Ma mère rentra, la figure toute pâle.
La journée se passa pour nous à attendre la nuit avec impatience, et cependant à craindre sa venue.
Comme nous nous mettions à table pour souper, le second de mes frères, qui était allé la veille par mer à Perros, se montra dans le cadre de la porte. Nous ne comptions pas sur lui avant la marée suivante. J’apportais son couvert, et le repas commença. Tout à coup, mon frère poussa un cri :
— On a donc suspendu aux poutres de la viande saignante ? dit-il, en levant les yeux au plafond.
— Tu auras bu de trop, répliqua ma mère, que cette exclamation avait troublée.
— Damen ! voyez plutôt. Ce ne sont cependant pas des gouttes d’eau salée que j’ai là.
Il avait posé sa main à plat sur la table. Sur le dos de cette main, trois larmes rouges étaient en effet tombées on ne sait d’où, trois larges gouttes de sang frais.
Ma mère devint aussi blanche qu’un cadavre.
— Pour sûr, murmura-t-elle, il y a un malheur sur l’un des nôtres.
Chacun gagna son lit. Mais une même pensée nous tint tous éveillés, jusqu’à ce que la fatigue eût raison de notre épouvante. Nous écoutions si les rameurs inconnus ne faisaient pas entendre le bruit cadencé de leurs avirons. Le vent s’était apaisé. La nuit était silencieuse. Nous n’entendîmes rien de particulier… Il n’en fut pas de même, le troisième soir. Ma mère venait d’éteindre la chandelle, quand de nouveau arriva jusqu’à nous le plic-ploc de quatre rames frappant l’eau, deux à deux. De nouveau, je me levai. Cette fois, je voulais en avoir le cœur net, je voulais voir. Je me rhabillai et je sortis. La mer miroitait sous la lune. Je fouillai des yeux toute l’étendue claire des eaux. Je ne vis que les rochers de Saint-Gildas qui semblaient des spectres et, très loin, les bêtes mauvaises, les Sept-Îles. De barque, point !

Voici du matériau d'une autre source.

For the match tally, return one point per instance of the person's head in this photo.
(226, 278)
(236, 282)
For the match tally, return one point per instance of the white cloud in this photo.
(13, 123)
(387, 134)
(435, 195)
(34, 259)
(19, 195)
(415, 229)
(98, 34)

Et cependant le plic-ploc continuait de résonner dans la nuit, comme un tic-tac régulier d’horloge. Mais c’était tout. Les rameurs « nageaient » en silence. Ils ne conversaient plus entre eux, dans leurs multiples jargons.
— Mon frère m’avait rejoint sur la falaise. Il avait l’œil plus exercé que le mien. N’importe ! Il ne fit que voir ce que je voyais, rien de plus.

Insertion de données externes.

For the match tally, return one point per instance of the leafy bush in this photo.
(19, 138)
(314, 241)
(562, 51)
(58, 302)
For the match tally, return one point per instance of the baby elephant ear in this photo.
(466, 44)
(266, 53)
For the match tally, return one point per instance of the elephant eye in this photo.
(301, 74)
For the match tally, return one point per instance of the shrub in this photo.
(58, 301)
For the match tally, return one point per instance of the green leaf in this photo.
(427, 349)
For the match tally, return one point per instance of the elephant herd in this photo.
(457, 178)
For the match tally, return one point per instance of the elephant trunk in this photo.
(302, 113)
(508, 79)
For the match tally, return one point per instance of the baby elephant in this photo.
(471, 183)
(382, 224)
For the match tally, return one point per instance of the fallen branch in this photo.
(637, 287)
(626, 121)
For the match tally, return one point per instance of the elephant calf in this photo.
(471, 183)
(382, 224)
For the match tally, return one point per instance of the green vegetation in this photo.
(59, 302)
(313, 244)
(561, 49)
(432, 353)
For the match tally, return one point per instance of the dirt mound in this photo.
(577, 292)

— Eh bien, nous demanda la vieille, quand nous eûmes repassé le seuil.
Mon frère répondit :
— Ça doit être un intersigne de marin.
Ma mère, de son lit, commença aussitôt le De profundis.

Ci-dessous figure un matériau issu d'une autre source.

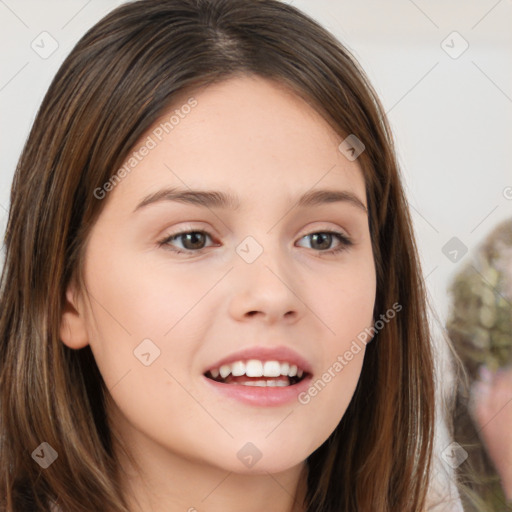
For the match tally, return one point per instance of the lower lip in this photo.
(264, 396)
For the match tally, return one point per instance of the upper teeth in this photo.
(256, 368)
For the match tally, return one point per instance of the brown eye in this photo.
(193, 241)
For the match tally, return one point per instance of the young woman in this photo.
(212, 298)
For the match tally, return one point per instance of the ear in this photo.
(73, 332)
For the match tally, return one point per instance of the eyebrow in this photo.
(218, 199)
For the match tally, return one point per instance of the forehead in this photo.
(245, 134)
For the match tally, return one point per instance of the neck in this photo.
(156, 480)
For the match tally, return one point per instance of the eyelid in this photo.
(345, 241)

Nous pensions tous à Guillaume, et, tout an priant, nous ne pouvions nous empêcher de sangloter.
Je ne crois pas que nous ayons pleuré autant, un mois après, lorsque la mère, de retour de Tréguier où elle avait été toucher sa « délégation », au bureau de la marine, nous annonça que Guillaume était mort.
C’était le sous-commissaire qui lui avait communiqué la chose. Juste le soir où, pour la première, fois, nous avions entendu le bruit des rames, le frère aîné, étant à Karikal des Indes, avait été commandé pour aller à terre, avec le canot du bord, en compagnie de trois matelots, chercher des officiers. Il était revenu au navire avec un fort mal de tête. Le lendemain, son nez avait saigné. Le surlendemain, on avait débarqué son cadavre, pour être inhumé dans le cimetière catholique…
En ce monde, il ne faut s’étonner de rien. Tout s’y fait par la seule volonté de Dieu.
(Conté par Marie-Cinthe Toulouzan. — Port-Blanc, août 1891.)